In recent years a number of highly active de Novo designed metalloenzymes have been reported. The goal of these systems is to build catalytically active metal sites often into non-natural protein folds to test how important the native protein structure is for catalysis and to assess whether possibly more simplistic and stable systems are capable of carrying out desired chemical reactions. In this report we accomplish two significant advances in this field. First, we provide the first designed example where a native activity (in this case Zn esterase) mimicking carbonic anhydrase can be achieved without the native metal.
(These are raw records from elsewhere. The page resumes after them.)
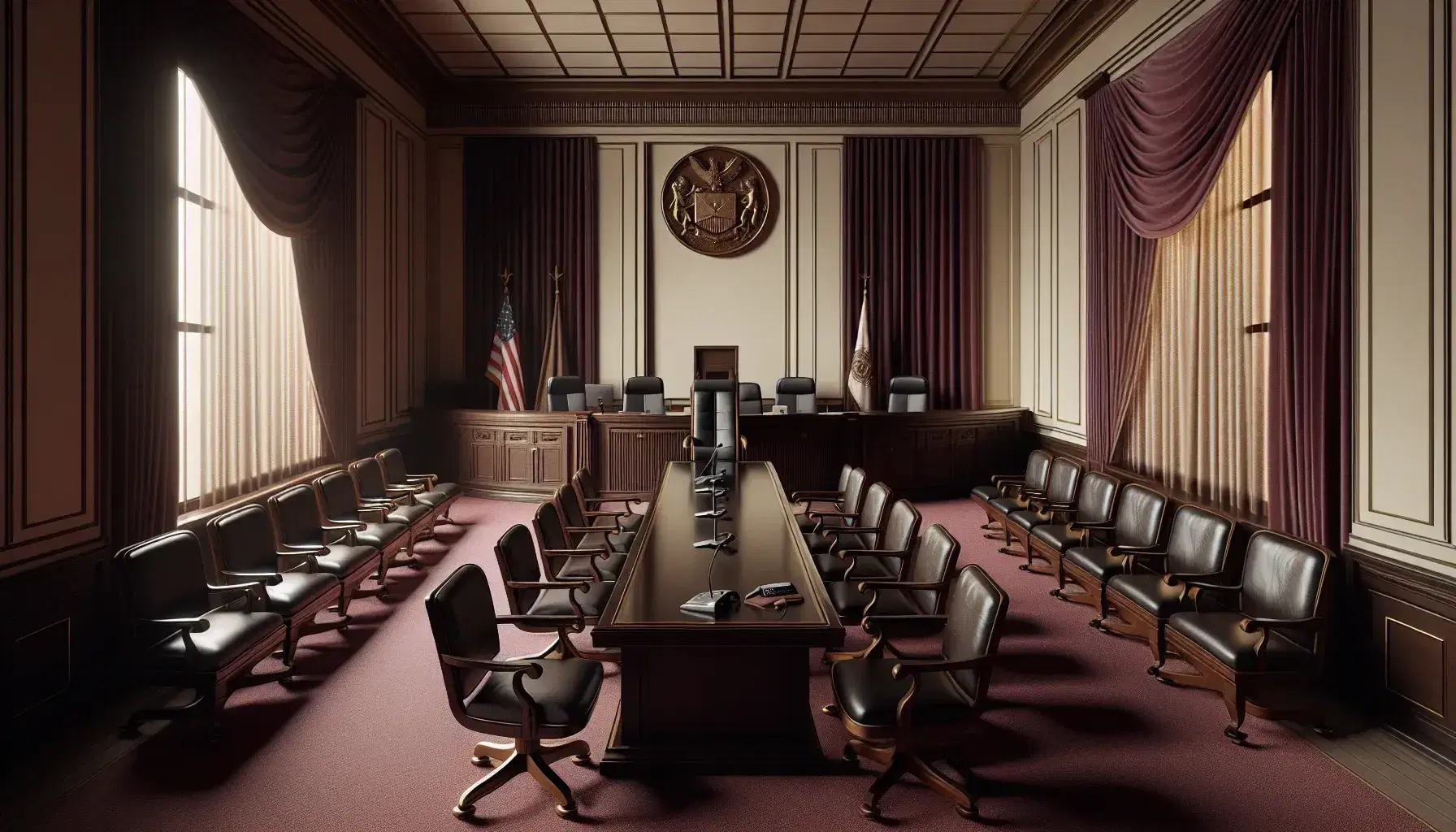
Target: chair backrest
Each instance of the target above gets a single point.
(296, 512)
(909, 394)
(974, 611)
(1062, 479)
(797, 392)
(643, 395)
(462, 618)
(163, 576)
(516, 556)
(750, 398)
(599, 396)
(1283, 578)
(244, 541)
(566, 394)
(1198, 541)
(873, 512)
(715, 420)
(1097, 497)
(930, 561)
(1038, 468)
(1139, 521)
(336, 496)
(369, 477)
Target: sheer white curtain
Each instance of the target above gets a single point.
(246, 402)
(1200, 422)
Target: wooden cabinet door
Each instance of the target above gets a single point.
(551, 457)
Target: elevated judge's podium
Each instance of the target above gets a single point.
(527, 455)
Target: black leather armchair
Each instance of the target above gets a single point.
(1264, 653)
(1136, 529)
(1097, 497)
(427, 487)
(644, 395)
(529, 700)
(566, 394)
(1008, 494)
(1062, 488)
(188, 633)
(1143, 602)
(798, 394)
(334, 548)
(245, 549)
(909, 394)
(908, 714)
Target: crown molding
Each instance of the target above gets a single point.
(722, 102)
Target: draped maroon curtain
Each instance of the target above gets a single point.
(1156, 139)
(1311, 310)
(531, 206)
(913, 223)
(288, 133)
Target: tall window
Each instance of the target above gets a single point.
(248, 411)
(1200, 422)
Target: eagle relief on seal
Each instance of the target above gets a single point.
(718, 202)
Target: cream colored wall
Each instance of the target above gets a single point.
(1404, 387)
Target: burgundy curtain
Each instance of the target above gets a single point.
(1156, 139)
(1312, 327)
(913, 223)
(531, 206)
(288, 133)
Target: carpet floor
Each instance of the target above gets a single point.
(1079, 739)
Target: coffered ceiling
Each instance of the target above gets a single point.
(922, 40)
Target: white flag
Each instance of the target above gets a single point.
(860, 370)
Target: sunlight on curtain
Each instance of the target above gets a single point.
(1200, 422)
(246, 404)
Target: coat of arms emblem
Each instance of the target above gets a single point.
(717, 202)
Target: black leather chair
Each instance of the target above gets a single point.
(1264, 653)
(332, 547)
(798, 394)
(1097, 497)
(1008, 494)
(917, 591)
(1136, 528)
(1062, 488)
(909, 394)
(1143, 602)
(908, 714)
(428, 488)
(184, 631)
(340, 506)
(860, 532)
(245, 548)
(566, 560)
(644, 395)
(593, 499)
(531, 700)
(566, 394)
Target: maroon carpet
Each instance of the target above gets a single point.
(1081, 739)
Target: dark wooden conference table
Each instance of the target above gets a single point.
(728, 696)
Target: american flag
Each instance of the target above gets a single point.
(505, 360)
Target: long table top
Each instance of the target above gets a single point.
(663, 569)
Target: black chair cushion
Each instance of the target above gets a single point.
(868, 694)
(297, 589)
(1147, 592)
(564, 694)
(344, 558)
(1097, 561)
(1220, 635)
(1057, 535)
(558, 600)
(229, 635)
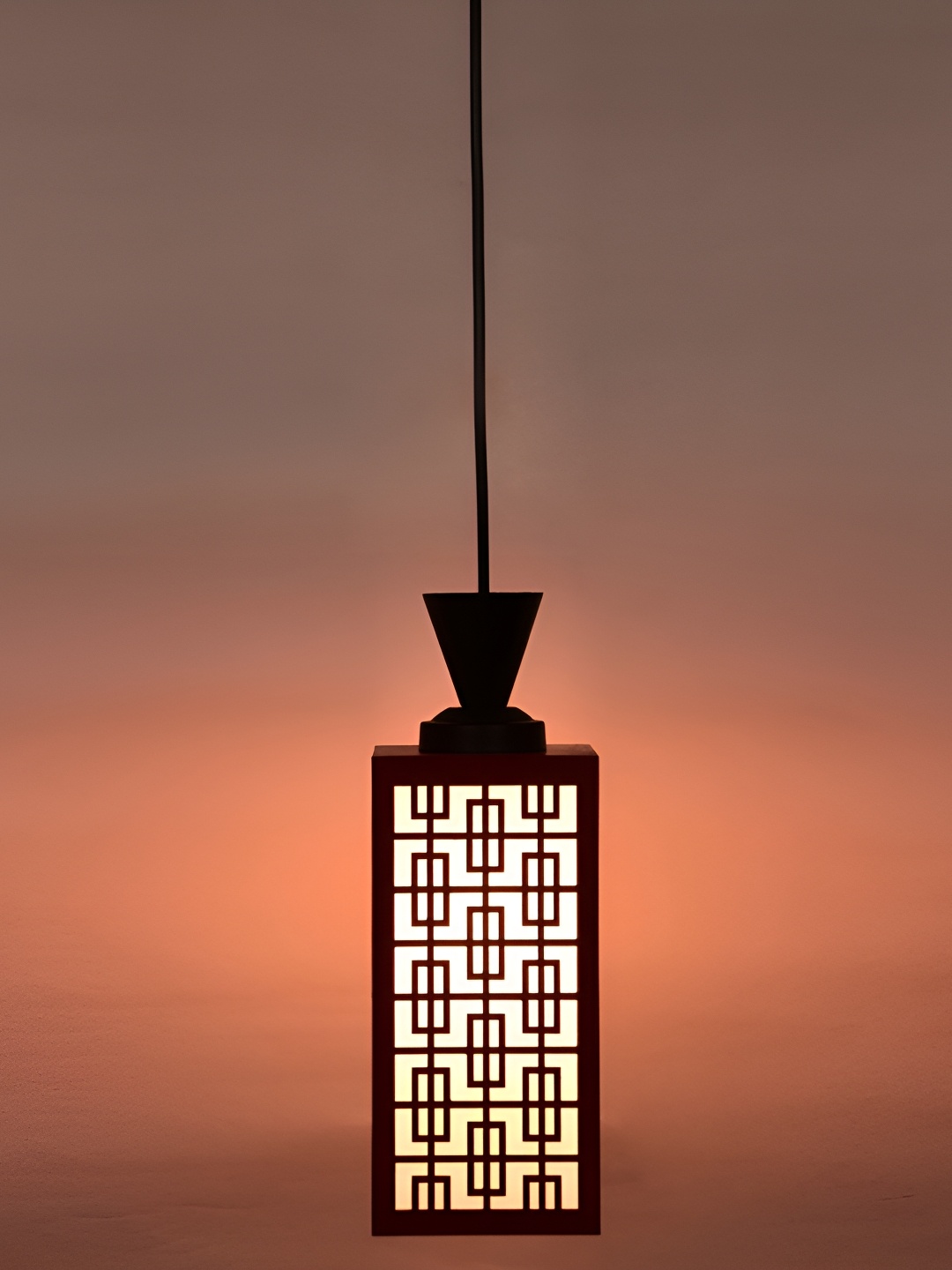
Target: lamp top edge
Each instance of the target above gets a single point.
(550, 752)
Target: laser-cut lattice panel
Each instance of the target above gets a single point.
(485, 992)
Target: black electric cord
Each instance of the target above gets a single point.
(479, 295)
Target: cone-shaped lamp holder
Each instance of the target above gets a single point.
(482, 637)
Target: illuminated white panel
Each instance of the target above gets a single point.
(447, 1081)
(510, 903)
(568, 959)
(455, 820)
(568, 927)
(460, 1088)
(513, 960)
(569, 1020)
(404, 1067)
(458, 1171)
(514, 1177)
(568, 859)
(569, 1143)
(458, 959)
(404, 1034)
(569, 1172)
(460, 1117)
(513, 1088)
(513, 819)
(514, 1035)
(512, 871)
(569, 1065)
(460, 905)
(566, 820)
(404, 820)
(404, 1142)
(405, 1175)
(456, 1038)
(404, 958)
(404, 851)
(512, 1119)
(404, 927)
(460, 874)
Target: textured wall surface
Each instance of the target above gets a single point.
(234, 403)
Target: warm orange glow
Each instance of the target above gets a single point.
(236, 451)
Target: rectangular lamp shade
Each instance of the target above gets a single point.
(485, 992)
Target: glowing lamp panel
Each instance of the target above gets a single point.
(487, 1064)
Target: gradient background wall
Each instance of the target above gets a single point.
(235, 403)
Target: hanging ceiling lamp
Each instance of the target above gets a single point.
(485, 921)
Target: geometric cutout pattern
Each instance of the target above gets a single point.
(485, 1094)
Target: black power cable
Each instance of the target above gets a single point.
(479, 295)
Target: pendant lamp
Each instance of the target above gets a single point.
(485, 921)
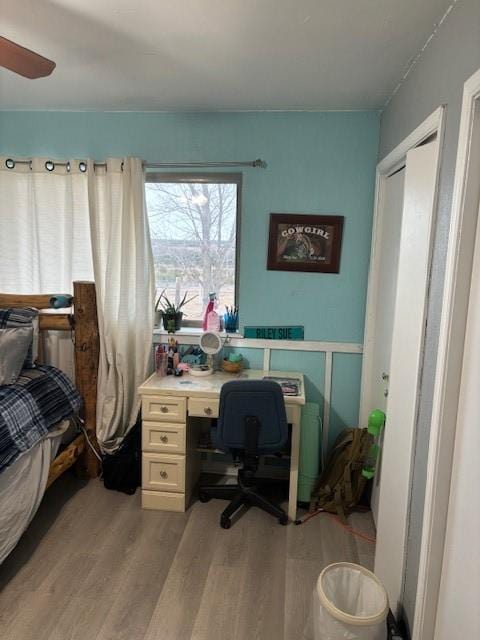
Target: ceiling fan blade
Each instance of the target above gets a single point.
(23, 61)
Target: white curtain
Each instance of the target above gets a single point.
(124, 278)
(60, 224)
(44, 237)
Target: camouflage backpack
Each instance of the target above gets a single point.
(341, 484)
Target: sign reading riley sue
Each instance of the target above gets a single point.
(274, 333)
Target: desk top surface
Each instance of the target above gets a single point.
(209, 386)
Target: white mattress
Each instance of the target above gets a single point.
(22, 486)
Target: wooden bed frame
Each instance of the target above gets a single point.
(82, 320)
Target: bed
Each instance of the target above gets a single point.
(36, 449)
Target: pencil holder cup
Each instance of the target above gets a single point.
(230, 322)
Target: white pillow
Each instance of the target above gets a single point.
(14, 345)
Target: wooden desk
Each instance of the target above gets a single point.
(170, 458)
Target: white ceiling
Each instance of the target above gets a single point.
(171, 55)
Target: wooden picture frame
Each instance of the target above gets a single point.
(301, 242)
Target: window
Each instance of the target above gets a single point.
(194, 222)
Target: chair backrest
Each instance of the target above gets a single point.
(262, 399)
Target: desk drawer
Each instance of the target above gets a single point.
(163, 472)
(164, 408)
(163, 437)
(203, 407)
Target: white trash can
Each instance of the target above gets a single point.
(349, 603)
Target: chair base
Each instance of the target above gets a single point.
(240, 494)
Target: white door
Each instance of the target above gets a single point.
(458, 613)
(405, 366)
(383, 305)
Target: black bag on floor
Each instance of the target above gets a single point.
(122, 469)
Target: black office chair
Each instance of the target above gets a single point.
(252, 421)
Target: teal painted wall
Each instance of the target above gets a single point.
(316, 163)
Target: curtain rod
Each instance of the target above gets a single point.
(258, 163)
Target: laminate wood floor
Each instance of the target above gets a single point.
(94, 566)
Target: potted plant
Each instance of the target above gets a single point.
(172, 314)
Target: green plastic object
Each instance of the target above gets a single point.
(309, 464)
(376, 422)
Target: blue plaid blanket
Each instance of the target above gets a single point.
(39, 399)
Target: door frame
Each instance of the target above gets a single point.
(391, 163)
(456, 293)
(434, 124)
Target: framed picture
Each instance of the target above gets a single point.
(299, 242)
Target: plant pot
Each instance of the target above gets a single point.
(176, 318)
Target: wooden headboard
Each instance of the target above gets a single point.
(82, 320)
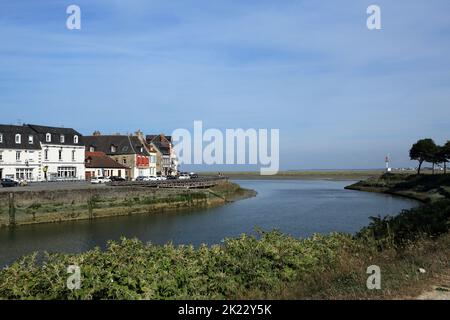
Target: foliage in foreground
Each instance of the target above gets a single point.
(133, 270)
(271, 265)
(431, 219)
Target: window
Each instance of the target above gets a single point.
(24, 174)
(67, 172)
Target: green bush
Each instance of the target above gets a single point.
(133, 270)
(429, 220)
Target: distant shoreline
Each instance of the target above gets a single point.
(336, 175)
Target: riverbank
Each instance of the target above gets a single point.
(412, 250)
(424, 188)
(333, 175)
(35, 206)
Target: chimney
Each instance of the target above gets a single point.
(140, 135)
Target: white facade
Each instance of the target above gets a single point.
(19, 164)
(62, 162)
(28, 153)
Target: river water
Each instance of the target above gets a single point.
(296, 207)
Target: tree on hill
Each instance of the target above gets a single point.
(423, 150)
(444, 155)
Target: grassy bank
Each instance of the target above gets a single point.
(271, 265)
(33, 207)
(304, 175)
(420, 187)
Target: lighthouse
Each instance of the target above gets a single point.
(387, 160)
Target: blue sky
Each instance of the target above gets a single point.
(341, 95)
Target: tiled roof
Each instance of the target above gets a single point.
(8, 133)
(121, 144)
(160, 142)
(56, 133)
(101, 160)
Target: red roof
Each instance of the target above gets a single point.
(99, 159)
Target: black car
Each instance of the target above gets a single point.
(8, 183)
(117, 179)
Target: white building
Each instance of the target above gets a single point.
(62, 156)
(126, 150)
(20, 153)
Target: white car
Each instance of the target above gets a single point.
(100, 180)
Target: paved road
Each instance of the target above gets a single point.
(44, 186)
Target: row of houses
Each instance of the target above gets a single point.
(41, 153)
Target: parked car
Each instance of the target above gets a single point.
(184, 176)
(100, 180)
(8, 183)
(193, 175)
(117, 179)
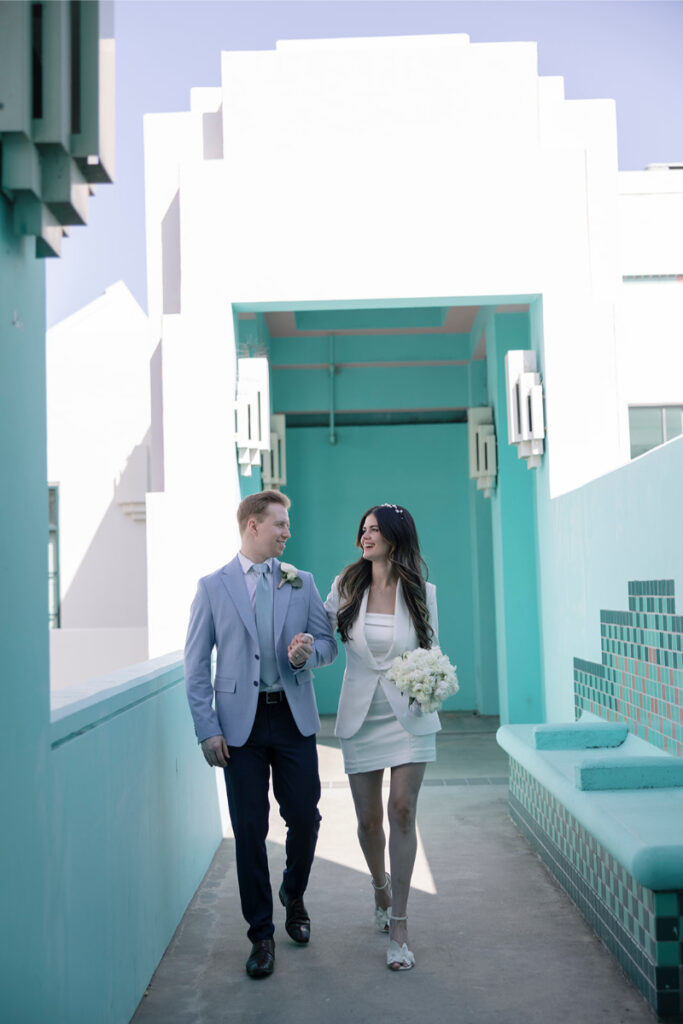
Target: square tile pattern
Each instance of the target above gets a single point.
(639, 682)
(640, 678)
(643, 929)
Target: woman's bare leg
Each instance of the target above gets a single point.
(406, 782)
(367, 793)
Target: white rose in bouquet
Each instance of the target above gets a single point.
(425, 676)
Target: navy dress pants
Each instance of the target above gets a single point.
(274, 743)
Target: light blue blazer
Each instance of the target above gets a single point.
(222, 616)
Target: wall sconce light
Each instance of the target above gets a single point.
(273, 462)
(526, 426)
(252, 413)
(481, 436)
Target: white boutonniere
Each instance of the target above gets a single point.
(290, 576)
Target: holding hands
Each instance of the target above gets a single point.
(215, 752)
(300, 649)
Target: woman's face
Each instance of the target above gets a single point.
(375, 547)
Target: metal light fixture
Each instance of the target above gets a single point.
(526, 426)
(481, 437)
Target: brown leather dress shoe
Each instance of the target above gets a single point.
(297, 922)
(261, 958)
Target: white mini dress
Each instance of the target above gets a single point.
(382, 741)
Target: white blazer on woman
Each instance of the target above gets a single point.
(364, 671)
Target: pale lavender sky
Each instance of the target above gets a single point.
(629, 51)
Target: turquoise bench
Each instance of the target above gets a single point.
(604, 810)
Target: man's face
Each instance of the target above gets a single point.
(270, 534)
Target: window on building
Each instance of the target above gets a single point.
(652, 425)
(53, 556)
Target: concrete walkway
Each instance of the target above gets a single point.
(496, 940)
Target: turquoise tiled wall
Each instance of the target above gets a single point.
(640, 678)
(643, 929)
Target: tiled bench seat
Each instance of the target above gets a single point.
(617, 852)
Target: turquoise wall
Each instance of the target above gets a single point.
(518, 634)
(110, 814)
(25, 767)
(135, 825)
(423, 467)
(625, 525)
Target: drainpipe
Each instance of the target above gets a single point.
(331, 372)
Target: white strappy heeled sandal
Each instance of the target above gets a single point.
(382, 915)
(399, 957)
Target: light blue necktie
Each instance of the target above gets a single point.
(263, 611)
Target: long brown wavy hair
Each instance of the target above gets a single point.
(397, 527)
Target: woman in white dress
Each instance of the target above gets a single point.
(382, 606)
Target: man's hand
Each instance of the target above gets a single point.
(300, 649)
(215, 752)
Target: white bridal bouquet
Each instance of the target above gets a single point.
(426, 676)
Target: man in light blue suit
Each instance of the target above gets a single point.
(269, 629)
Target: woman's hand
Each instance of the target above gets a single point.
(300, 649)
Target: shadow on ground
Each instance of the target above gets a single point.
(499, 942)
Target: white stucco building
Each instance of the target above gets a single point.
(343, 189)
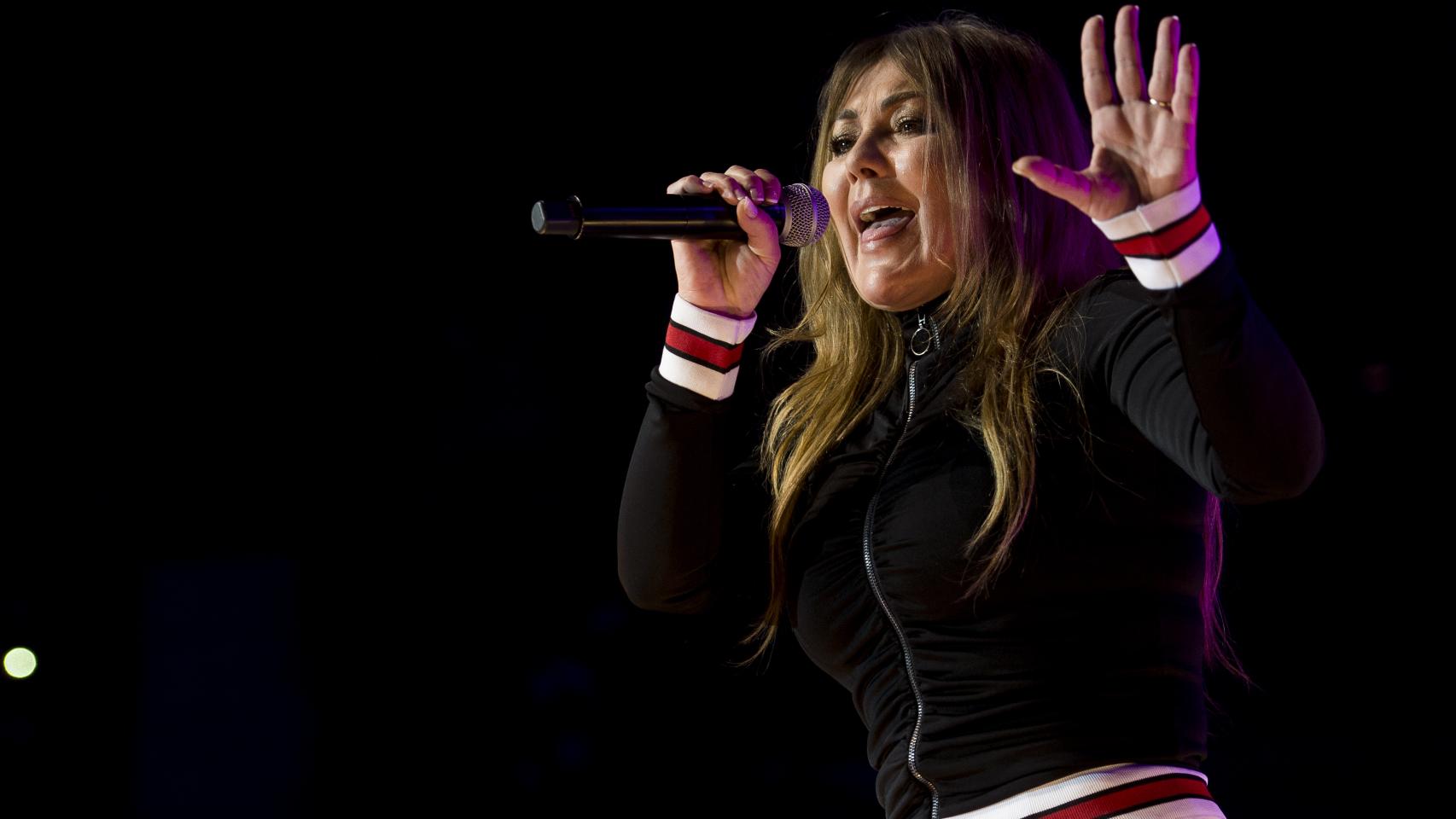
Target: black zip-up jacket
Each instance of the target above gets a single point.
(1089, 648)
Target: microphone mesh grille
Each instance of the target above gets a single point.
(806, 216)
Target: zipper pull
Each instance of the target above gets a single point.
(921, 340)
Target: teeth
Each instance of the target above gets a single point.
(868, 212)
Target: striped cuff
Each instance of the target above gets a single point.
(1167, 241)
(703, 348)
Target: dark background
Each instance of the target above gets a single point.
(317, 449)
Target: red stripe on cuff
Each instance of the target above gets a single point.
(702, 348)
(1134, 796)
(1168, 241)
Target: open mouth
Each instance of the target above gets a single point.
(891, 222)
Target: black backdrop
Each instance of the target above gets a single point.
(317, 449)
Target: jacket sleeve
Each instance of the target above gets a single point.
(692, 502)
(1179, 348)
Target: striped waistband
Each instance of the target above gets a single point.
(1124, 790)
Second, the (TRIL2WL23H)₃ system not only can recapitulate the active site structure and activity of native ZnCA, it can also be substituted with Co(II) to generate an enzyme with even higher catalytic efficiency than the original Zn(TRIL2WL23H)₃. This behavior is opposite to native CA enzymes where the substitution of Zn(II) with Co(II) halved the catalytic efficiency.

While an X-ray structure of a Zn(TRIL2WL23H)₃ analogue at neutral pH is available, there has been little other structural characterization of this system, especially at high pH. In this report, we can now use Co(II) as a spectroscopic probe to interrogate catalytic intermediates and high pH active sites. With the knowledge gained from these studies, we can immediately conclude that Co(II) does not structurally reflect the Zn(II) enzyme either at neutral or high pH conditions and yet matches or exceeds the catalytic ability of the initial system. Therefore, even in a relatively non-complex scaffold which exhibits closely similar catalytic activities, the interchange of closely related cations can lead to major structural alteration of the metalloenzyme active site.